Most everyone’s heard of a ‘lemon law’. Designed to protect consumers from defective products, lemon laws often require automakers to buy back a bad vehicle (a lemon). If, for example, a vehicle under warranty has a problem that can’t be repaired after a few attempts (often 3 or 4), and/or spends more than a certain amount of time awaiting repairs (typically 30), it can be designated a lemon. The vehicle manufacturer must then offer to buy back the lemon (you can learn more about how lemon laws work here).
These lemon laws are on the books in every state in the USA, and they’ve been used by thousands of people to effectively “undue” the purchase of a poorly manufactured vehicle. However, automakers are trying to bypass these lemon laws by piggybacking on to mandatory arbitration clauses hidden in most dealership vehicle purchase agreements. Not only is this practice common (almost all dealers have mandatory arbitration clauses in their contracts), but it’s also being used to limit consumer’s rights to participate in class action lawsuits.
Basically, automakers are offering consumers a false choice: If you want a new car, you have to agree not to sue us.
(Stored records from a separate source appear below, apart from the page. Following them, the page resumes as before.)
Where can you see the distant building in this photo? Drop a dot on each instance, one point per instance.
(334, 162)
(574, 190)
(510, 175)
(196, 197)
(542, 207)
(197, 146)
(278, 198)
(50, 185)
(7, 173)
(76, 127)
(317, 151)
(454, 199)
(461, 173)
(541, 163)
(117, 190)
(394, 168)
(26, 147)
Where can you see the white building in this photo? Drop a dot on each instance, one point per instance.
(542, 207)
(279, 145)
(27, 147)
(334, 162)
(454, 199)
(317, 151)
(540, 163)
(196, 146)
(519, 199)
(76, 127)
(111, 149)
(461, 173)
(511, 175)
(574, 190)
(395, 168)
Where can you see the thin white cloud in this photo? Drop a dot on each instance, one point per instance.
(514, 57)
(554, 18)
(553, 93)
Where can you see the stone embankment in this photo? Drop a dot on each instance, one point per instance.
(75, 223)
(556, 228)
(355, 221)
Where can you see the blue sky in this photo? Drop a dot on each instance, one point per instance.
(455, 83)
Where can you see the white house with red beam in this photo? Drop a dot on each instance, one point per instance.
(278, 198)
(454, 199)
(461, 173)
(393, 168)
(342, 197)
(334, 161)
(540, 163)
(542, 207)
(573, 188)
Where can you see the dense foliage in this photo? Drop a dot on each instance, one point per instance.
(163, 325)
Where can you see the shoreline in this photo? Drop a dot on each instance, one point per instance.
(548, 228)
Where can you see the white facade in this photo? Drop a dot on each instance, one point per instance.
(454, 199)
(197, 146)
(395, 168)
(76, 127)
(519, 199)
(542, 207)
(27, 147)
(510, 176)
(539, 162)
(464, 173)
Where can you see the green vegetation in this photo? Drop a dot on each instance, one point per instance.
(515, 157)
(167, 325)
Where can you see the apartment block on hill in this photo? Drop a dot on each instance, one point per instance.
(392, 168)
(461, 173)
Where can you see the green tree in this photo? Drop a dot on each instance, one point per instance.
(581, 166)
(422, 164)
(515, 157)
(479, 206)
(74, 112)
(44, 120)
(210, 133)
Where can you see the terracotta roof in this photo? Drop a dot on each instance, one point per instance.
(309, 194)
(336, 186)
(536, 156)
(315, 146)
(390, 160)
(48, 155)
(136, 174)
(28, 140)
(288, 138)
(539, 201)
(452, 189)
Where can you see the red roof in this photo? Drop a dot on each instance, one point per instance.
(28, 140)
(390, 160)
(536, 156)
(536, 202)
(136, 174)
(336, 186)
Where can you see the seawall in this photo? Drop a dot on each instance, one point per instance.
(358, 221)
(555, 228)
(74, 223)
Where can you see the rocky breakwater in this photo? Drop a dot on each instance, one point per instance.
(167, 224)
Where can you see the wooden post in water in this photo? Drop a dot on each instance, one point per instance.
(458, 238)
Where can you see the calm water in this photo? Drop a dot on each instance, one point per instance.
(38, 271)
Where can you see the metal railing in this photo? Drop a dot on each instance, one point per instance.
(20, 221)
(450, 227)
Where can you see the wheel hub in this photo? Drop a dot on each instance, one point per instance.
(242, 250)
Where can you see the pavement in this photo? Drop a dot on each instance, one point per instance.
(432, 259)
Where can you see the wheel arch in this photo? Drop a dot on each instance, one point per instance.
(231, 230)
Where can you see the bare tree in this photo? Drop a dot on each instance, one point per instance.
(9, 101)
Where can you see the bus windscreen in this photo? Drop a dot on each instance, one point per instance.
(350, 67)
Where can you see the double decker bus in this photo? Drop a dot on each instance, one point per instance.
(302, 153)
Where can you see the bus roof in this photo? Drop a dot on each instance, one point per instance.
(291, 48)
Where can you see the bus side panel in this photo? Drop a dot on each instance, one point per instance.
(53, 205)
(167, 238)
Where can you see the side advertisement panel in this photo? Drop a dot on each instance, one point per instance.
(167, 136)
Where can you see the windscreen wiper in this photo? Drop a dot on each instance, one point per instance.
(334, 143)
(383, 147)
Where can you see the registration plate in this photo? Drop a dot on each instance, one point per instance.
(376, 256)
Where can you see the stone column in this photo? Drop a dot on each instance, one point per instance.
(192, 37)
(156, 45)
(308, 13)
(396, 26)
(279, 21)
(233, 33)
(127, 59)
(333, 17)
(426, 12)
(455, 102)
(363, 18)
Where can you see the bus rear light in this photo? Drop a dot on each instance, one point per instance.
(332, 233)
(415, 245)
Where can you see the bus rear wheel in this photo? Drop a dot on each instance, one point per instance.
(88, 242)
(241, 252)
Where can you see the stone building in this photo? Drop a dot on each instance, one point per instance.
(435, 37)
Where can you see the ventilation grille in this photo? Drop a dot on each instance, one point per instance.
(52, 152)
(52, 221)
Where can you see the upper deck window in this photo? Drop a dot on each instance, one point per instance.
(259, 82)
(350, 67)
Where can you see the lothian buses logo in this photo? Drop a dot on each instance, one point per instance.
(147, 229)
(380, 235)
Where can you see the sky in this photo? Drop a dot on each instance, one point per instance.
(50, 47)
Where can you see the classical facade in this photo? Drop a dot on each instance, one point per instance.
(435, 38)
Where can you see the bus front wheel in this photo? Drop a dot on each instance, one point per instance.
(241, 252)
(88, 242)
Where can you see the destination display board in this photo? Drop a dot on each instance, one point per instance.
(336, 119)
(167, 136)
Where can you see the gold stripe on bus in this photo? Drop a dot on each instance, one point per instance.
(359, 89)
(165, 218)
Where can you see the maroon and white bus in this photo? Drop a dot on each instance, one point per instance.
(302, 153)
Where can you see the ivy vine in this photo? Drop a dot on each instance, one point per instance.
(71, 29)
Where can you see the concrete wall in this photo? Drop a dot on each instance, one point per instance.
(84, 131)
If you don’t want to forgo your legal right to sue, than you can’t buy a new car.
Arbitration Isn’t Bad, but Mandatory Arbitration Might not Be Fair
Arbitration is generally a very good thing for consumers. Unlike court action – which can take years and costs hundreds of thousands of dollars (or more), arbitration often only requires a token investment of a few hundred dollars – an amount that is refunded at the end of the proceeding if the consumer wins. While consumers can consult with or hire an attorney to represent them in an arbitration proceeding, arbitration doesn’t offer require hiring an attorney. A consumer just needs to make their case, present their paperwork, and wait for the arbitrator’s decision.
Automakers like arbitration too, for many of the same reasons. Arbitration is much more affordable (and much faster) than a traditional legal proceeding. This means lower costs for automakers trying to dispute a lemon law claim, and these lower costs ultimately help keep new vehicle prices down.
However, not all arbitration proceedings are equal. Automakers and dealers often specify which arbitration firms will be used in a proceeding, and that’s a problem. After all, it’s easy to imagine that some arbitration firms will error on the side of their corporate clients in an effort to secure more work in the future. What’s more, some arbitration proceedings place a great deal of emphasis on record keeping and documentation…two areas where consumers often come up short.
The point? Arbitration can be stacked against the consumer, especially when the arbitration firm is specified by the automaker or auto dealer.
The worst part is that arbitration is often mandatory. When you buy a new car, the contract often includes a mandatory arbitration clause. If you’re not willing to adhere to the clause, you can’t buy the car.
Class Action Rights Are Stripped Away in Many Agreements Too
In addition to forcing consumers to use an arbitration firm of the dealership or automaker’s choosing, most mandatory clauses also strip away a consumer’s right to participate in a class action lawsuit. Specifically, many mandatory arbitration agreements are binding. This means that a consumer can not go outside of the arbitration process to get financial relief for being wronged by the automaker.
If, for example, the automaker lies about a vehicle’s fuel economy rating (as Ford has recently done), or has a major safety flaw that lowers resale values, consumers would have to individually begin arbitration proceedings to get restitution…a step most consumers are unlikely to take.
Effectively, this means that an automaker can avoid class action lawsuits…and while that’s good for automakers, it’s arguably very bad for consumers. Without the threat of class action, automakers have little to fear from making disingenuous product claims, failing to account for all but the most obvious safety risks, etc.
What’s The Solution?
If you’re concerned about binding, mandatory arbitration clauses, the very best thing you can do is talk to your state legislator. State lawmakers can unilaterally make this problem go away by making mandatory arbitration clauses illegal. Additionally, supporting legal advocacy groups like Public Justice and Public Citizen can help make sure this issue (and others like it) are publicized.